Experimental Features

Basecall quality consideration in indel realignment scoring

When comparing the original read against the realignment, one of the key metrics we look at is the number of mismatches in the two reads. However, sometimes a mismatch is just a sequencing artifact and should not count so strongly against the alignment. To try to suss this out, we look at the basecall qualities of the mismatching bases.

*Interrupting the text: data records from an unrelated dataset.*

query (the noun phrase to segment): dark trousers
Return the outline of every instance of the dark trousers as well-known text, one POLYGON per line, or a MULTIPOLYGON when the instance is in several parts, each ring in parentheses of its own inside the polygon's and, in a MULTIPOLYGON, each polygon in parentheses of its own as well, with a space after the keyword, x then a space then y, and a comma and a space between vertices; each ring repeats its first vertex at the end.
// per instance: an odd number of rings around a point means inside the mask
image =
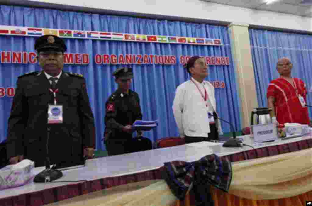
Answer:
POLYGON ((8 164, 7 154, 7 145, 5 142, 0 143, 0 169, 8 164))
POLYGON ((122 154, 131 152, 131 139, 109 139, 105 142, 106 150, 108 156, 122 154))
POLYGON ((202 142, 208 140, 219 140, 219 133, 215 124, 212 124, 210 125, 210 132, 208 133, 208 137, 190 137, 185 136, 185 143, 193 143, 202 142))

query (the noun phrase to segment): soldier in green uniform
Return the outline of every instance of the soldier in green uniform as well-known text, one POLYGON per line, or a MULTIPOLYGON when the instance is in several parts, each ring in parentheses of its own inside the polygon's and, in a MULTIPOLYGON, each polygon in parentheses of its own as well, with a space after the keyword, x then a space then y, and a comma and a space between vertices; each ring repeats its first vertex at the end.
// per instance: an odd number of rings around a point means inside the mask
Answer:
MULTIPOLYGON (((118 88, 105 104, 104 142, 109 155, 131 152, 134 131, 131 125, 135 120, 142 119, 139 95, 129 89, 133 77, 132 69, 118 69, 113 75, 118 88)), ((137 132, 142 136, 142 131, 137 132)))

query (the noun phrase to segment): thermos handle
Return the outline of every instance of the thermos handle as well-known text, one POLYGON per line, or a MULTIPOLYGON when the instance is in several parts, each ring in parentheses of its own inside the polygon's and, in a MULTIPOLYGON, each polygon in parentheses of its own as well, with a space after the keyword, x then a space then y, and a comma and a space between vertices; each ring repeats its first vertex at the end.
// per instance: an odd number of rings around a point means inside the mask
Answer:
POLYGON ((251 111, 251 116, 250 117, 250 125, 253 125, 253 115, 256 112, 253 111, 251 111))

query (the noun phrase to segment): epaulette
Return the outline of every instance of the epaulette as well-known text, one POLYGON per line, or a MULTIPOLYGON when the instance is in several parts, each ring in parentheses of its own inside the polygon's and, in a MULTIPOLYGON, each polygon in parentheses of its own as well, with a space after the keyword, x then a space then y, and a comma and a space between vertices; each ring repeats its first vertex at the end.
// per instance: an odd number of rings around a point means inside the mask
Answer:
POLYGON ((77 77, 81 77, 82 78, 84 78, 83 75, 81 74, 77 74, 77 73, 72 73, 71 72, 67 72, 67 74, 69 75, 70 76, 76 76, 77 77))
POLYGON ((115 99, 115 98, 116 97, 116 95, 114 94, 112 94, 110 98, 108 98, 109 101, 113 101, 115 99))
POLYGON ((28 73, 24 74, 23 75, 21 75, 20 76, 18 76, 17 78, 20 78, 21 77, 26 76, 29 76, 30 75, 35 75, 39 74, 40 72, 40 71, 32 71, 31 72, 28 72, 28 73))

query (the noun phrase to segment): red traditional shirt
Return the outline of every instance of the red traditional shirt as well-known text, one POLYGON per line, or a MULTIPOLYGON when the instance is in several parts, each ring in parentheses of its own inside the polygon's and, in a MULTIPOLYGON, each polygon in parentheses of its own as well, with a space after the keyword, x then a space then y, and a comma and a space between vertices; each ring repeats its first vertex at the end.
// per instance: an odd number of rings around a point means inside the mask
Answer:
POLYGON ((308 125, 310 120, 308 108, 302 107, 298 97, 301 95, 306 102, 305 85, 300 79, 293 80, 294 86, 284 78, 272 80, 269 85, 266 97, 275 98, 275 115, 279 123, 308 125))

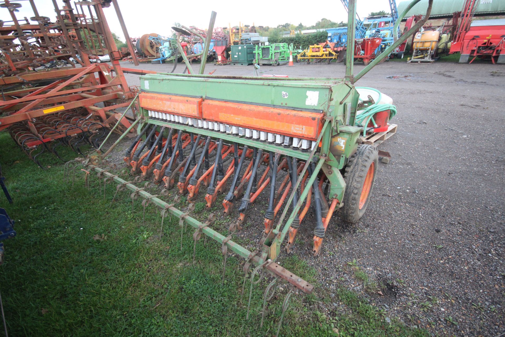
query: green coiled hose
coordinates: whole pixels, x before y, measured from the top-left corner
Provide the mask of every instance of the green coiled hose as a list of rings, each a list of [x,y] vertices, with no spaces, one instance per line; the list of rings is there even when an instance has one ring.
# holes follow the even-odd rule
[[[356,89],[368,89],[373,90],[379,94],[379,99],[377,102],[380,102],[382,98],[382,94],[377,89],[370,88],[368,86],[357,86]],[[360,99],[360,101],[363,101]],[[367,107],[365,109],[360,110],[361,113],[356,116],[355,119],[354,125],[356,126],[361,126],[363,128],[363,136],[366,136],[367,134],[367,125],[372,121],[372,123],[375,125],[375,120],[374,119],[374,115],[378,112],[389,110],[389,118],[388,120],[392,118],[396,114],[396,107],[392,104],[379,104],[377,103],[374,103],[372,105]]]

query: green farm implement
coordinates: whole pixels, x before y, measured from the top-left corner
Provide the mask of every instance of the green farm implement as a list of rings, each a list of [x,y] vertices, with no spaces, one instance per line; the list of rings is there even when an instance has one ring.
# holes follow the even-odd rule
[[[294,53],[293,44],[272,43],[268,45],[256,45],[255,50],[256,62],[258,64],[278,66],[287,63],[289,53]]]
[[[265,272],[276,282],[282,278],[310,293],[312,284],[276,260],[281,251],[289,252],[295,245],[300,226],[313,226],[316,255],[337,211],[351,223],[363,215],[371,202],[378,154],[376,147],[363,143],[362,136],[374,128],[375,112],[382,111],[371,98],[360,99],[354,83],[422,26],[432,2],[423,20],[356,75],[354,55],[347,53],[344,78],[204,75],[205,63],[193,72],[183,55],[190,74],[140,76],[135,99],[140,113],[130,127],[137,128],[138,136],[124,159],[134,179],[114,173],[106,164],[123,136],[105,153],[99,149],[69,162],[67,168],[94,172],[105,183],[116,183],[117,190],[130,190],[132,201],[140,198],[144,207],[159,208],[162,217],[175,216],[181,228],[185,224],[193,227],[195,246],[202,235],[217,241],[225,266],[229,251],[242,257],[251,288]],[[354,0],[349,8],[347,43],[354,45]],[[209,31],[215,19],[214,15]],[[385,105],[382,110],[392,108]],[[359,118],[364,110],[366,118]],[[153,194],[135,185],[142,181],[161,190]],[[252,205],[262,199],[264,218],[252,225],[262,238],[258,249],[250,251],[236,238]],[[231,219],[226,232],[218,232],[214,213],[202,220],[192,213],[197,201]],[[310,210],[314,214],[310,222],[306,219]]]

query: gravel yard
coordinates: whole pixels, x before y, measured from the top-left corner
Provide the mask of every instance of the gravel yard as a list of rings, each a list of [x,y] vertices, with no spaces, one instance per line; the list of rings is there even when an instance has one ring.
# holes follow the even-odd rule
[[[262,66],[259,72],[335,77],[345,72],[342,64],[296,65]],[[355,73],[363,68],[356,64]],[[182,70],[179,64],[176,71]],[[253,67],[207,65],[206,73],[215,70],[252,75]],[[129,85],[139,84],[137,75],[126,76]],[[313,221],[308,216],[302,223],[291,254],[319,272],[320,310],[343,311],[332,299],[343,286],[363,293],[388,317],[434,335],[505,333],[504,78],[505,70],[491,64],[389,62],[357,82],[392,98],[398,131],[379,147],[392,158],[379,163],[359,223],[346,225],[334,216],[316,257],[310,254]],[[113,153],[115,161],[128,141]],[[250,236],[251,247],[261,237],[266,203],[259,200],[239,234]]]

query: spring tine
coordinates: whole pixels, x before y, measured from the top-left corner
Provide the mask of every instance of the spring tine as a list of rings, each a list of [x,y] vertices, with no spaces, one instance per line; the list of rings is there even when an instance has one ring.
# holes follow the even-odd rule
[[[234,145],[236,145],[235,143]],[[237,150],[238,151],[238,150]],[[244,163],[244,161],[245,159],[245,153],[247,152],[247,146],[245,145],[244,146],[243,149],[242,150],[242,155],[240,156],[240,160],[239,161],[238,164],[236,165],[235,169],[235,174],[233,176],[233,180],[231,183],[231,186],[230,186],[230,190],[228,191],[228,194],[224,199],[224,201],[223,202],[223,206],[224,207],[225,210],[223,213],[223,215],[228,215],[232,211],[233,207],[233,203],[235,201],[235,195],[233,194],[235,190],[235,187],[237,185],[237,182],[238,181],[238,177],[240,176],[240,170],[242,169],[242,165]],[[236,158],[238,157],[238,155],[235,157]],[[235,165],[235,163],[234,163]]]
[[[260,327],[263,327],[263,321],[265,320],[265,309],[267,307],[267,301],[270,301],[274,297],[274,295],[275,295],[275,290],[276,288],[274,288],[274,291],[272,292],[272,294],[270,297],[268,297],[268,293],[270,293],[272,287],[275,285],[278,280],[279,276],[277,276],[272,280],[272,282],[268,284],[265,290],[265,293],[263,294],[263,310],[262,311],[261,323],[260,323]]]
[[[247,314],[245,316],[246,319],[249,319],[249,309],[250,308],[251,306],[251,297],[252,296],[252,286],[254,284],[257,284],[260,282],[260,281],[261,280],[261,274],[260,274],[258,272],[258,271],[262,270],[263,267],[264,267],[266,264],[271,262],[272,262],[271,260],[267,260],[267,261],[265,261],[262,264],[260,264],[259,266],[255,268],[255,269],[252,271],[252,272],[251,273],[251,286],[249,288],[249,303],[247,304]],[[259,277],[258,277],[257,280],[255,281],[254,277],[257,274],[258,275]]]
[[[279,321],[279,325],[277,326],[277,333],[275,334],[275,337],[278,337],[279,336],[279,332],[281,330],[281,326],[282,326],[282,319],[284,318],[284,313],[286,312],[286,310],[287,310],[288,307],[289,306],[289,299],[291,298],[291,295],[293,294],[293,287],[291,287],[291,289],[288,292],[287,294],[286,295],[286,298],[284,299],[284,302],[282,303],[282,313],[281,314],[281,319]]]

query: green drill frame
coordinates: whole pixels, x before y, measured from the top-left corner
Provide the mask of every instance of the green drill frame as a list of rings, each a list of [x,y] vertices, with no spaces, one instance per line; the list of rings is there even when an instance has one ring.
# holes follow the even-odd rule
[[[400,16],[403,17],[407,12],[420,0],[414,0],[406,9]],[[345,190],[345,183],[340,173],[340,170],[345,167],[348,158],[356,151],[359,145],[358,139],[362,128],[354,126],[359,94],[354,87],[354,83],[370,71],[382,59],[387,57],[400,44],[422,27],[429,17],[433,0],[429,0],[426,16],[411,28],[401,38],[397,39],[393,44],[386,49],[361,72],[355,76],[352,73],[353,48],[349,48],[346,53],[345,77],[344,79],[314,78],[272,78],[266,79],[264,77],[254,76],[222,76],[201,74],[174,74],[159,73],[141,76],[141,91],[145,92],[165,93],[172,95],[186,95],[198,97],[203,99],[212,99],[226,101],[232,101],[239,103],[265,105],[273,107],[289,109],[308,109],[307,104],[307,91],[318,91],[317,100],[313,100],[311,106],[311,111],[322,113],[325,121],[322,129],[317,140],[321,142],[320,150],[318,146],[314,147],[310,153],[304,153],[297,150],[286,149],[277,146],[262,143],[245,138],[225,133],[219,134],[219,138],[243,145],[247,145],[266,151],[273,151],[277,153],[295,157],[306,161],[306,165],[299,175],[303,176],[311,161],[317,163],[315,169],[307,182],[310,186],[317,178],[321,170],[331,183],[330,197],[336,199],[341,206]],[[356,0],[349,1],[349,16],[348,26],[348,43],[354,45],[355,30]],[[397,20],[393,31],[396,31],[397,25],[401,20]],[[202,67],[203,68],[203,67]],[[282,92],[290,92],[286,97],[281,94]],[[146,123],[157,125],[169,126],[174,129],[187,132],[194,132],[204,135],[211,137],[216,135],[215,131],[196,129],[185,125],[172,123],[149,118],[147,112],[140,109],[141,113],[137,121],[139,131],[143,128]],[[124,136],[123,134],[115,145]],[[109,153],[109,149],[106,154]],[[316,151],[318,153],[316,155]],[[289,273],[278,264],[273,263],[280,251],[281,245],[285,237],[295,216],[299,211],[304,201],[307,197],[310,188],[305,188],[300,196],[298,202],[287,218],[285,223],[284,219],[287,215],[288,207],[284,208],[277,225],[265,238],[260,254],[252,254],[228,238],[219,234],[209,227],[209,223],[203,223],[190,217],[159,198],[156,198],[142,188],[139,188],[128,181],[104,170],[98,166],[102,162],[103,156],[100,154],[93,154],[86,164],[101,176],[112,180],[119,184],[133,191],[144,199],[148,199],[151,202],[162,209],[179,217],[181,221],[201,230],[203,233],[211,237],[223,245],[226,245],[233,252],[243,258],[248,260],[257,266],[264,266],[270,272],[282,277],[288,282],[306,293],[311,293],[313,286]],[[292,186],[292,191],[296,190],[301,182],[298,179],[296,184]],[[286,205],[291,204],[294,194],[292,191]]]

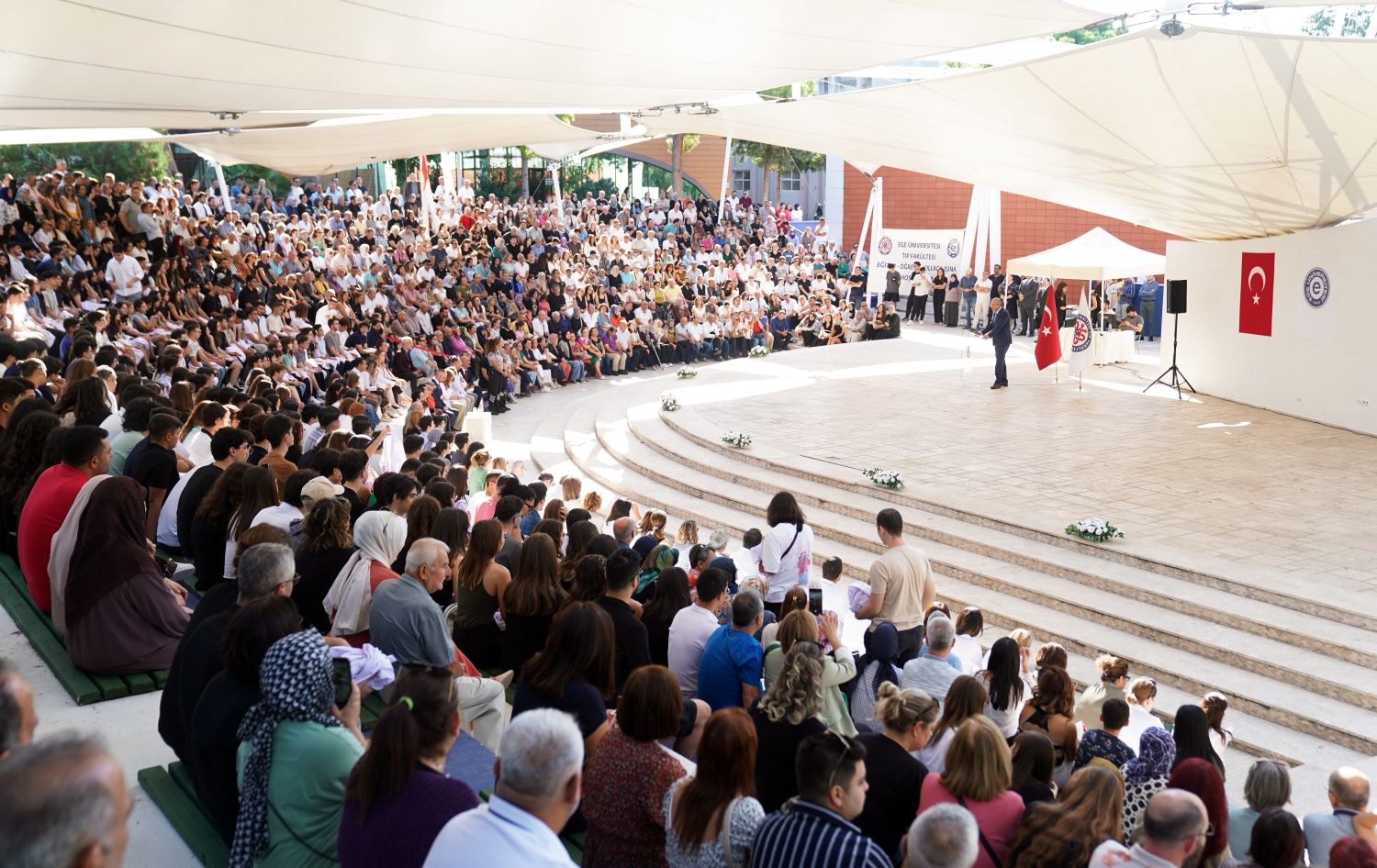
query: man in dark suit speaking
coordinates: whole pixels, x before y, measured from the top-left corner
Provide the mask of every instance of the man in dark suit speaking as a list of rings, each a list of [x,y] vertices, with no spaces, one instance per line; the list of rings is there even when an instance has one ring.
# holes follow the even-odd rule
[[[993,296],[990,299],[990,325],[985,326],[980,337],[994,343],[994,385],[990,388],[998,389],[1009,385],[1009,371],[1004,366],[1004,354],[1009,351],[1009,344],[1013,343],[1013,333],[1009,330],[1009,312],[1004,310],[1002,299]]]

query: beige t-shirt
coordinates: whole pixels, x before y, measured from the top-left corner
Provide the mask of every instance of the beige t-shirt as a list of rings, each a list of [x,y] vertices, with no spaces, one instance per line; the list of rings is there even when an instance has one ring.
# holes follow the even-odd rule
[[[883,593],[884,604],[872,626],[890,622],[895,630],[923,623],[923,592],[932,581],[932,567],[917,549],[895,546],[870,564],[870,593]]]

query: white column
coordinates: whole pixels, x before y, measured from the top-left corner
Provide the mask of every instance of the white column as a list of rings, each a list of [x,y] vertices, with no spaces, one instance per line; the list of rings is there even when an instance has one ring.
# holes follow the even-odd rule
[[[1002,264],[1004,260],[1004,245],[1001,243],[1001,235],[1004,234],[1004,219],[1000,213],[1000,191],[990,190],[990,270],[994,270],[996,264]]]
[[[975,276],[979,278],[980,272],[985,271],[986,252],[989,250],[989,234],[990,234],[990,194],[987,190],[980,190],[979,197],[979,210],[975,217]]]
[[[555,162],[549,166],[549,179],[555,183],[555,224],[565,224],[565,191],[559,187],[559,169],[563,166],[563,161]]]
[[[844,226],[843,215],[847,206],[847,164],[841,157],[828,154],[828,184],[825,187],[823,215],[828,217],[828,235],[841,246]]]
[[[975,227],[980,216],[980,197],[985,194],[985,187],[975,184],[971,187],[971,206],[965,212],[965,231],[961,234],[961,265],[963,271],[967,263],[971,263],[971,268],[975,268]],[[957,275],[958,278],[961,275]]]
[[[220,204],[224,206],[224,213],[230,213],[230,186],[224,183],[224,168],[219,162],[211,162],[215,166],[215,180],[220,184]]]

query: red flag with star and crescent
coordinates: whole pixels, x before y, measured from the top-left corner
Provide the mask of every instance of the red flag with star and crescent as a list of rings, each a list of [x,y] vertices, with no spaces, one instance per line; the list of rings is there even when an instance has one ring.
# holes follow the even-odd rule
[[[1238,333],[1272,336],[1275,253],[1243,253],[1238,279]]]
[[[1047,303],[1042,304],[1042,322],[1037,327],[1037,347],[1033,348],[1037,369],[1051,367],[1062,360],[1062,330],[1056,322],[1056,289],[1047,287]]]

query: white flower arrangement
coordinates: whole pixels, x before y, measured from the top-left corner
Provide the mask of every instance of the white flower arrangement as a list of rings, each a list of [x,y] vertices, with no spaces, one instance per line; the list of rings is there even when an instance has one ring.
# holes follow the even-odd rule
[[[898,470],[881,470],[880,468],[866,468],[861,475],[881,488],[902,488],[903,475]]]
[[[1104,519],[1081,519],[1075,524],[1067,524],[1066,532],[1071,536],[1089,539],[1091,542],[1108,542],[1110,539],[1124,538],[1124,531],[1118,530]]]

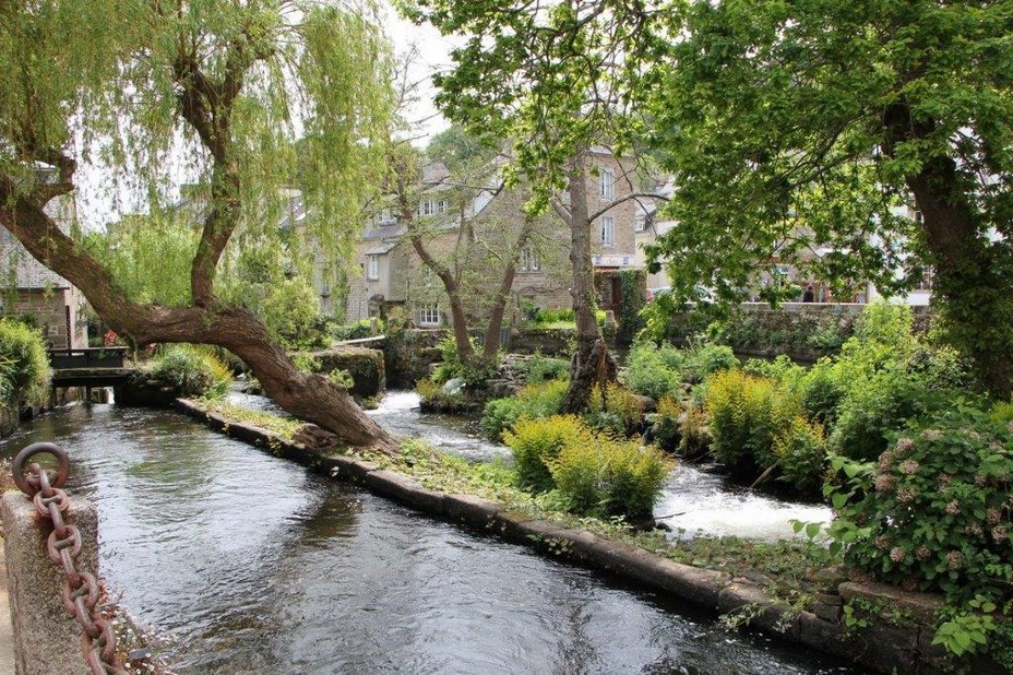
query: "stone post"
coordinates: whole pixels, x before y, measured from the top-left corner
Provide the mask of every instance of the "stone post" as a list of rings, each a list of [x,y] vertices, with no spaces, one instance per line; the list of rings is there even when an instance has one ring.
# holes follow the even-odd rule
[[[17,675],[91,673],[81,651],[81,626],[60,600],[63,568],[53,565],[46,553],[52,525],[38,516],[32,501],[20,492],[4,493],[0,497],[0,511],[14,626],[15,672]],[[70,497],[67,521],[81,530],[81,555],[74,559],[74,566],[97,578],[95,505]]]

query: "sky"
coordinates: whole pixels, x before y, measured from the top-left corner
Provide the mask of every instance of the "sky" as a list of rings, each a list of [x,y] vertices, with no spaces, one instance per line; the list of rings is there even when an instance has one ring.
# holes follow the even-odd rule
[[[407,54],[413,46],[417,51],[417,59],[408,72],[409,79],[420,82],[420,85],[417,102],[405,116],[412,126],[413,143],[422,147],[431,135],[449,127],[449,122],[432,104],[436,90],[431,84],[431,74],[450,68],[451,43],[428,24],[416,26],[403,20],[388,0],[383,1],[381,12],[382,27],[393,44],[394,54]],[[182,185],[192,181],[184,162],[175,162],[174,165],[174,182]],[[75,179],[78,217],[85,229],[99,229],[118,221],[121,214],[143,210],[146,205],[138,201],[133,190],[116,188],[116,182],[122,176],[106,167],[85,164],[79,169]]]
[[[406,54],[412,49],[413,45],[418,51],[419,58],[414,67],[409,69],[413,81],[426,80],[428,83],[433,72],[450,68],[452,44],[440,35],[439,31],[428,24],[416,26],[403,20],[389,2],[384,3],[384,11],[388,15],[388,22],[383,27],[394,45],[394,52],[398,55]],[[422,86],[419,92],[419,103],[408,114],[410,120],[419,121],[418,133],[413,134],[417,139],[415,141],[417,145],[424,145],[425,139],[446,129],[449,126],[449,122],[439,115],[436,106],[431,103],[434,95],[436,91],[431,84]]]

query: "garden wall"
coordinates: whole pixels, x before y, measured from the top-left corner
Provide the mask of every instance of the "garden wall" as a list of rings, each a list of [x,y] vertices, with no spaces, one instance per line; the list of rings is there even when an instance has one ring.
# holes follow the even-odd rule
[[[743,303],[728,320],[719,323],[719,342],[740,356],[790,358],[812,363],[836,353],[855,333],[855,322],[867,305],[855,303],[785,303],[772,309],[765,303]],[[925,332],[931,321],[928,307],[911,308],[915,331]],[[707,330],[714,317],[704,311],[674,315],[666,328],[666,339],[686,346],[695,334]]]

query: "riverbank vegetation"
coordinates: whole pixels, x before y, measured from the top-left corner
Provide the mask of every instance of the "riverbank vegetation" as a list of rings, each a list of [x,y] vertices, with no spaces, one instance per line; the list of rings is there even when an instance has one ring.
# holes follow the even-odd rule
[[[17,415],[21,405],[45,404],[49,378],[39,329],[16,319],[0,319],[0,406]]]
[[[174,387],[184,398],[222,398],[233,379],[214,350],[190,344],[159,347],[145,371]]]
[[[627,393],[617,384],[597,395],[616,417],[632,394],[656,400],[651,437],[666,450],[707,455],[747,484],[827,499],[834,522],[807,532],[829,554],[856,575],[942,594],[938,643],[1013,664],[1013,404],[976,389],[958,354],[913,331],[902,306],[867,307],[839,352],[811,367],[739,364],[725,350],[642,342],[621,374]],[[524,470],[533,484],[558,461],[563,441],[545,441],[553,427],[584,446],[596,416],[612,438],[639,430],[615,417],[601,424],[603,407],[583,421],[552,417],[553,401],[534,395],[552,384],[537,387],[490,402],[482,419],[521,466],[545,453],[545,466]],[[516,440],[533,429],[543,445]]]

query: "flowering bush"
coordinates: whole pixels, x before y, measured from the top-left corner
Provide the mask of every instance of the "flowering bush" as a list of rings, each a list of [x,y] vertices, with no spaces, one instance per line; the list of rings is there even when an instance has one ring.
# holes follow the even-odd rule
[[[955,405],[913,424],[875,463],[834,459],[827,487],[845,560],[951,601],[1013,599],[1013,430]]]

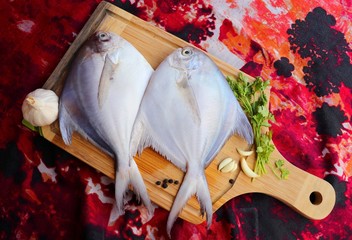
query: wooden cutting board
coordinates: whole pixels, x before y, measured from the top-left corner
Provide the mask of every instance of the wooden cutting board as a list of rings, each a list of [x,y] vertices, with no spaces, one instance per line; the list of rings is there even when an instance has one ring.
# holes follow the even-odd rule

Softclipping of unrealignable reads with weak indels

If reads contain indels but these indels were not included in our scored and filtered candidate indels, and the read was not able to realign around any others, optionally softclip the read starting at the position of the weak indel. This should help remove FPs that don't correspond to a true indel. While it does have a risk of producing indel FNs, as long as the initial indel filtering is not too aggressive it should not do so.

Allowing imperfect matches in realignment around long insertions

During read realignment, we allow reads that look to realign very nicely with a large insertion but have a small number of mismatches in the proposed inserted sequence (as compared to the true insertion's inserted sequence) to attempt to be realigned and evaluated as if they were the exact insertion (and insert an "N" at the disagreeing bases). This is related to the problem discussed in Collapsing Similar Insertions above. As it stands, this should already increase accuracy somewhat (reducing potential SNP or neighboring indel FPs by allowing the realignment/insertion to be in the right place), but still is potentially problematic for variant calling as the N-adjusted inserted sequence still won't collapse to the true insertion to boost its support (and at high numbers could show also show up as its own FP). This requires further work and discussion to maximize the benefits.